This week’s Tidy Tuesday data is about the Oregon Spotted Frog. The data comes from USGS. This data set focuses on Oregon Spotted Frog demographics at the Crane Prairie Reservoir in Oregon.
This week was a bit of a switch up from previous weeks. I had done some shapefile/map graphing via ggplot2 in the last few Tidy Tuesday’s, so I paired some simpler map plots with a logistic regression to predict if there was a visuals of a frog (i.e. Detection is “Visual” or “Captured”).

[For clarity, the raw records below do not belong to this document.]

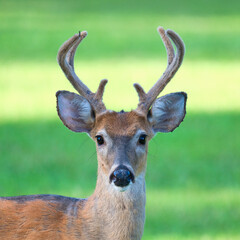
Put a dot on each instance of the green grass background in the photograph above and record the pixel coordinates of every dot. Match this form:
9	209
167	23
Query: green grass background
193	175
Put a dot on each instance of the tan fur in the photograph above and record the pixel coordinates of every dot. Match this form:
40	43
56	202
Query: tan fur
114	211
107	214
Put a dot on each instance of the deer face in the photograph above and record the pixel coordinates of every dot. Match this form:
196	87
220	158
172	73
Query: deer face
122	144
121	138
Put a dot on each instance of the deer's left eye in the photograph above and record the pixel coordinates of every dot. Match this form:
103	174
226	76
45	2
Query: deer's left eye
100	140
142	139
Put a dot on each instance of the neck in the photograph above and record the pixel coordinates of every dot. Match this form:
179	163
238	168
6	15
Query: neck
118	215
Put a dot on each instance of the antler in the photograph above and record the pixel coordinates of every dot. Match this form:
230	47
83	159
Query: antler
65	59
174	62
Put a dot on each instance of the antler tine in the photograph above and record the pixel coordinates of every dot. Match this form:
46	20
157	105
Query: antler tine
65	58
174	62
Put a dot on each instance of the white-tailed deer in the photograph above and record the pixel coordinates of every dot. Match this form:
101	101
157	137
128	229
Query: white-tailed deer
116	209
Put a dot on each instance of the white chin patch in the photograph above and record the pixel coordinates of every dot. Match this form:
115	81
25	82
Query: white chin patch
121	189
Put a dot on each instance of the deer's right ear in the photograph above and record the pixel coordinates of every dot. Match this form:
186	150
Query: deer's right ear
75	111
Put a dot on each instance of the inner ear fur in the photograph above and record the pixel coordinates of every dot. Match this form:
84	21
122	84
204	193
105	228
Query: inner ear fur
168	112
75	111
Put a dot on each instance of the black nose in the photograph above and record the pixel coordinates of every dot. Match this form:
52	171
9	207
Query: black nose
121	176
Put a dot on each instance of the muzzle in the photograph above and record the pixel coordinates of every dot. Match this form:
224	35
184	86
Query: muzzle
121	176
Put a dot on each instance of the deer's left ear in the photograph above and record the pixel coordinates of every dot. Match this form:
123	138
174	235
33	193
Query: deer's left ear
168	112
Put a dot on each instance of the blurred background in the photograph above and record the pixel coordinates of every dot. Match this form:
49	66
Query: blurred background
193	176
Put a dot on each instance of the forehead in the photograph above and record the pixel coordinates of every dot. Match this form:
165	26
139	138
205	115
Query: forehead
121	124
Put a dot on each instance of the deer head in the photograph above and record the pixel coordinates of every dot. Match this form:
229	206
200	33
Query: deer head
121	137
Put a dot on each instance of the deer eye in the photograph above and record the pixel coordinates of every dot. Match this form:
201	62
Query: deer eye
142	139
100	140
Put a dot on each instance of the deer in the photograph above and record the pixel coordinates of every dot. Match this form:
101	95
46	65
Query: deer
116	209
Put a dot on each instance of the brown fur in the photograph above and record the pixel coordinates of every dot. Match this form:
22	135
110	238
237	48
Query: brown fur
107	214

Given I know next to nothing about Oregon Spotted Frogs and also there are many levels of the categorical variables in the data frame, I opted to use Lasso to select the predictor variables in my logistic regression. This was my first ever time doing logistic regression in R, so I still have a lot to learn, but it was great to try it out.
frogs <- readr::read_csv('https://raw.githubusercontent.com/rfordatascience/tidytuesday/master/data/2022/2022-08-02/frogs.csv')

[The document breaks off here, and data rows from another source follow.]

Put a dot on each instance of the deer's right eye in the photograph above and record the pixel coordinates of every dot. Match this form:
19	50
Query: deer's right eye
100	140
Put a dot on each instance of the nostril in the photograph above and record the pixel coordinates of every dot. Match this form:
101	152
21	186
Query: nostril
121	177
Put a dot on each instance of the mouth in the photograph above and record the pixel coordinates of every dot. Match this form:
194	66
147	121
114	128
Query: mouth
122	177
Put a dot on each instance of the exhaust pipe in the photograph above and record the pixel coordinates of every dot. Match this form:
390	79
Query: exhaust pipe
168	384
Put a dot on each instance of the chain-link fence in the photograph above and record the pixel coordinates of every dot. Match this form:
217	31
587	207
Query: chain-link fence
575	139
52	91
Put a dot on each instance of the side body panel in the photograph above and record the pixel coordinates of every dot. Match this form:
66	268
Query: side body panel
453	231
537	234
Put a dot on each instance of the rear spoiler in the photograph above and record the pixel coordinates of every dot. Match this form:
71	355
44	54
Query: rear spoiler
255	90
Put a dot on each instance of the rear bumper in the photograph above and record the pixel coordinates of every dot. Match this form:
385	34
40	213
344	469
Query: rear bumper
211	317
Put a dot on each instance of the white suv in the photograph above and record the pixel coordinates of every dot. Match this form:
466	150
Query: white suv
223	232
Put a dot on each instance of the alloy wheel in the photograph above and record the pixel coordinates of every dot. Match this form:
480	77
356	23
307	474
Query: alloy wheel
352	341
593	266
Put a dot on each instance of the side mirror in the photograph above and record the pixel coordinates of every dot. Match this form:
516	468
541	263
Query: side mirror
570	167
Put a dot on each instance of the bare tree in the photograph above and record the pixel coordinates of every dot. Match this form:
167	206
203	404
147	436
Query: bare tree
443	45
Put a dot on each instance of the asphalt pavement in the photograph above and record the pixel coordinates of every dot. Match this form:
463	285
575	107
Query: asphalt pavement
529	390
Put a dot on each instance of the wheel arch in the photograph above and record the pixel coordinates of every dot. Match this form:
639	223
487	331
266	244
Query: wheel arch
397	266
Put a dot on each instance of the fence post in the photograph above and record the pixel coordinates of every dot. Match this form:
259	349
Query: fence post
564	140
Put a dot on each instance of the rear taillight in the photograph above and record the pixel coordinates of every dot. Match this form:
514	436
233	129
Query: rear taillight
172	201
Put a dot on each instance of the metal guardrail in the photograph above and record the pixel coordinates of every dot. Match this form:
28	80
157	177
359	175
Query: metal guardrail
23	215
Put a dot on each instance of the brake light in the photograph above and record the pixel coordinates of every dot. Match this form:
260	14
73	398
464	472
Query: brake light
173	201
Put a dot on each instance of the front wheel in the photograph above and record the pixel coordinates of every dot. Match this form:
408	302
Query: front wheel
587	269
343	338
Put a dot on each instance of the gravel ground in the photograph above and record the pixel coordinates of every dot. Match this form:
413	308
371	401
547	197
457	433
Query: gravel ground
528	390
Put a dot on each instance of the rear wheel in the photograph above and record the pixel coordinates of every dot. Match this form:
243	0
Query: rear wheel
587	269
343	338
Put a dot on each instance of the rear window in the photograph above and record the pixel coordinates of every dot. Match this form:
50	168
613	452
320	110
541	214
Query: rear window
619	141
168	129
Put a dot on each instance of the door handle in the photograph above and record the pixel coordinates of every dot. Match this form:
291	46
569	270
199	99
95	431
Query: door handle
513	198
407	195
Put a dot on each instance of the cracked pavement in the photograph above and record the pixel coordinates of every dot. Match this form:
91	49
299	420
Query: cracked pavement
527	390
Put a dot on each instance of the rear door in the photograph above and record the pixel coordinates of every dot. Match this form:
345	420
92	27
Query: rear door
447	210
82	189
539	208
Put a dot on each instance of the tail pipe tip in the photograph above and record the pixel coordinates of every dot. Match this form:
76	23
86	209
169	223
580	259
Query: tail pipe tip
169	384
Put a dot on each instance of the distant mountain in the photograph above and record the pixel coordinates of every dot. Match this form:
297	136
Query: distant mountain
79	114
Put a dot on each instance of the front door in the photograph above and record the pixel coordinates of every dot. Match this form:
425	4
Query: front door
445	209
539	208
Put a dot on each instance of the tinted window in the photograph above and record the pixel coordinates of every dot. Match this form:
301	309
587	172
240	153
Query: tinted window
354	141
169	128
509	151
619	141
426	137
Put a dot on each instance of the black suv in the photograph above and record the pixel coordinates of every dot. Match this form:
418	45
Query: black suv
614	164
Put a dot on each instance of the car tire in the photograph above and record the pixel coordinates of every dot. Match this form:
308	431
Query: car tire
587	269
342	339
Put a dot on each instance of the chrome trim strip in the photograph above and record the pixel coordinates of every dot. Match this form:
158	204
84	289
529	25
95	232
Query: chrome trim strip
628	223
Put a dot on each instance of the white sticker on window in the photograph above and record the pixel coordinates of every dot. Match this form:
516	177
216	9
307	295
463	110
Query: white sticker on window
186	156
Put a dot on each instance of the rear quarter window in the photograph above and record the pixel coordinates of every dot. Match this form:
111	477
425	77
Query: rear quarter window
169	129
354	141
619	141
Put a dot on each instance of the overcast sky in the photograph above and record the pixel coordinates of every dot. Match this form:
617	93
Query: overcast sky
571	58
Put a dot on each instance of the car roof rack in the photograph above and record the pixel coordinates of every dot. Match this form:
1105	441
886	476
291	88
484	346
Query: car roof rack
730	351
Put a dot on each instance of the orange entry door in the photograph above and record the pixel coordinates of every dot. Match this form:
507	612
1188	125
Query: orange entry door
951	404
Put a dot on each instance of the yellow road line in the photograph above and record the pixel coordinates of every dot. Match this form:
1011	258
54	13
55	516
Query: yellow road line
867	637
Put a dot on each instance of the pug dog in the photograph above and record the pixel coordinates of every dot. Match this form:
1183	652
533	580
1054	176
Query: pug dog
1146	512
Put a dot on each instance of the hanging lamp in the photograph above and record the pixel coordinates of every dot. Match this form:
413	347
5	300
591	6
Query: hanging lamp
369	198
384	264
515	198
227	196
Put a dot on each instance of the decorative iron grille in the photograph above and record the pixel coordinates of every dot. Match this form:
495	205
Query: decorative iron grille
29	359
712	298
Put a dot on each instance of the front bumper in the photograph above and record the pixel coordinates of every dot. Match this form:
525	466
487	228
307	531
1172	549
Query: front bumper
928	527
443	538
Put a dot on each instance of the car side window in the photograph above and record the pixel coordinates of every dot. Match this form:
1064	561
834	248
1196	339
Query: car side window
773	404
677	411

I began by converting the UTM coordinates to longitude and latitude to use “osmaps”. The structure of this code is largely adapted from Jonathon Kitt. The link to the code I implemented is here.
utm_coords <- frogs %>%
select(UTME_83, UTMN_83)
longlat_coords <- st_as_sf(x = utm_coords,
coords = c("UTME_83", "UTMN_83"),
crs = "+proj=utm +zone=10") %>%
st_transform(crs = "+proj=longlat +datum=WGS84") %>%
as_tibble()
list_long <- list()
list_lat <- list()
for (i in 1:nrow(longlat_coords)){
list_long[[i]] <- longlat_coords$geometry[[i]][1]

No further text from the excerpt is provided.